Box-and-whisker plots give a visual indication of the spread of data point values for a continuous numerical variable.
The central box has as its upper margin (on the \(y\)-axis) the third quartile value and as it lower margin the first quartile value. A central bar in the box shows the median.
The whisker stretch up and down from the ends of the box and can terminate at the minimum and maximum values. Some plots, though terminate their whiskers at \(1.5\) times the IQR above and below the quartile values, so as to show any potential outliers beyond them.
In this tutorial we will be working with some simulated numerical and categorical variable data point values. In the code chunk below we create these and add them to a tibble.
A tibble is a more modern version of the inbuilt R data.frame
. We can print it to the screen when we render this RMD file using knitr
. This is done with the DT
package.
The numerical variable will be that of income. We will create a categorical variable for career stage and country.
# Seeding the pseudo-random number generator for reproducible results
set.seed(1234)
# Create three varaible
income <- round(rnorm(500, # 500 random data point values
mean = 10000, # mean of 100
sd = 1000), # standard deviation of 1000
digits = 2) # round the random values to two decimal points
stage <- sample(c("Early",
"Mid",
"Late"), # sample space of the stage variable
500, # 500 random data point values
replace = TRUE) # replace values for reselection
country <- sample(c("USA",
"Canada"), # sample space of the country variabe
500, # 500 random data point values
replace = TRUE) # replace values for reselection
# Create tibble
df <- tibble(Income = income, # create an Income variable for the income data point values
Stage = stage, # create a Stage variable for the stage data point values
Country = country) # create a Country variable for the country data point values
# Print a data table
datatable(df)
In the code chunk below is a simple box-and-whisker plot of the income for all the simulated survey members.

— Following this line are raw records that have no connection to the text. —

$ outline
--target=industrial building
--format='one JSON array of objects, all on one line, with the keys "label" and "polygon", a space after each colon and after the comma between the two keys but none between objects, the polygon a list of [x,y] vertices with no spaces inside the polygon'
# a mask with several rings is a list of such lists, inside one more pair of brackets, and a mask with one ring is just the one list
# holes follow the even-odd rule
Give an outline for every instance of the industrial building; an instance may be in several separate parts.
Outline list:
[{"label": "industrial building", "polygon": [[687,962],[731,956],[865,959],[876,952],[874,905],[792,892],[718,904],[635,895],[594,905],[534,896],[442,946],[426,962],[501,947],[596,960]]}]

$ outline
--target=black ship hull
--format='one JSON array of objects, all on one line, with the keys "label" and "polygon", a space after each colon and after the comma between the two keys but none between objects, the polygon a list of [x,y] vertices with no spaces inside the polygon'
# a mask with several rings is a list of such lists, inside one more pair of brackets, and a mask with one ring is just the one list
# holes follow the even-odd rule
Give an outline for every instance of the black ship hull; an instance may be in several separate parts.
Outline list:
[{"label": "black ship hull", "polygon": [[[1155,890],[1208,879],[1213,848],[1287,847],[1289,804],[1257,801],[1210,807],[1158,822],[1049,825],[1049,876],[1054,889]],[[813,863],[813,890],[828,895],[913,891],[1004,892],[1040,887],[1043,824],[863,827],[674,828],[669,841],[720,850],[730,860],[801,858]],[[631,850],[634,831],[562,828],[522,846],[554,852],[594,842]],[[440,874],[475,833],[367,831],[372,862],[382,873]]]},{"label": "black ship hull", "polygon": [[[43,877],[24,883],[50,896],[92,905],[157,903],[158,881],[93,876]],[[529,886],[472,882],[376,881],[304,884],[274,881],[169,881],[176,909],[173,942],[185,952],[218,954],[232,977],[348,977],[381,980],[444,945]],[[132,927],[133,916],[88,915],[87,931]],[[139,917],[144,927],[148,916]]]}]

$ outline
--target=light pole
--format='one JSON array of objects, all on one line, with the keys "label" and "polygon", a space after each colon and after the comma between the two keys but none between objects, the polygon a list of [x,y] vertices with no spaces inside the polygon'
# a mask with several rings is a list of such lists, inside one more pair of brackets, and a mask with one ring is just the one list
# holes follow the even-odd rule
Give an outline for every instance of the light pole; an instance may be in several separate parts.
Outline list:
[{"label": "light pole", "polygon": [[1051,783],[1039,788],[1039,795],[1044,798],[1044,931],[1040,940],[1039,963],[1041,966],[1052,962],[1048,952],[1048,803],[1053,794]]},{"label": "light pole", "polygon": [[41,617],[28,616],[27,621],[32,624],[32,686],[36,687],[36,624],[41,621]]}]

p1 <- plot_ly(type = "box",
y = ~Income,
data = df,
name = "All income") %>%
layout(title = "Overall income",
xaxis = list(title = "",
zeroline = FALSE),
yaxis = list(title = "Income",
zeroline = FALSE))
p1
Horizontal box plots are easy to create, we simply swap the axes.
p2 <- plot_ly(type = "box",
x = ~Income,
data = df,
name = "All income") %>%
layout(title = "Overall income",
yaxis = list(title = "",
zeroline = FALSE),
xaxis = list(title = "Income",
zeroline = FALSE))
p2
We can add all the data point values. Since there are many with potential overlap, we add a bit of hitter. The jitter can also be offset so as not to overlay the box.
p3 <- plot_ly(type = "box",
y = ~Income,
data = df,
name = "All income",
boxpoints = "all",
jitter = 0.3,
pointpos = -2) %>%
layout(title = "Overall income",
xaxis = list(title = "",
zeroline = FALSE),
yaxis = list(title = "Income",
zeroline = FALSE))
p3
As mentioned the central box shows a line for the median. The mean can also be added. This is done by adding the boxmean = TRUE
argument. If the argument is set to boxmean = "sd
, then both a mean and standard deviation is indicated.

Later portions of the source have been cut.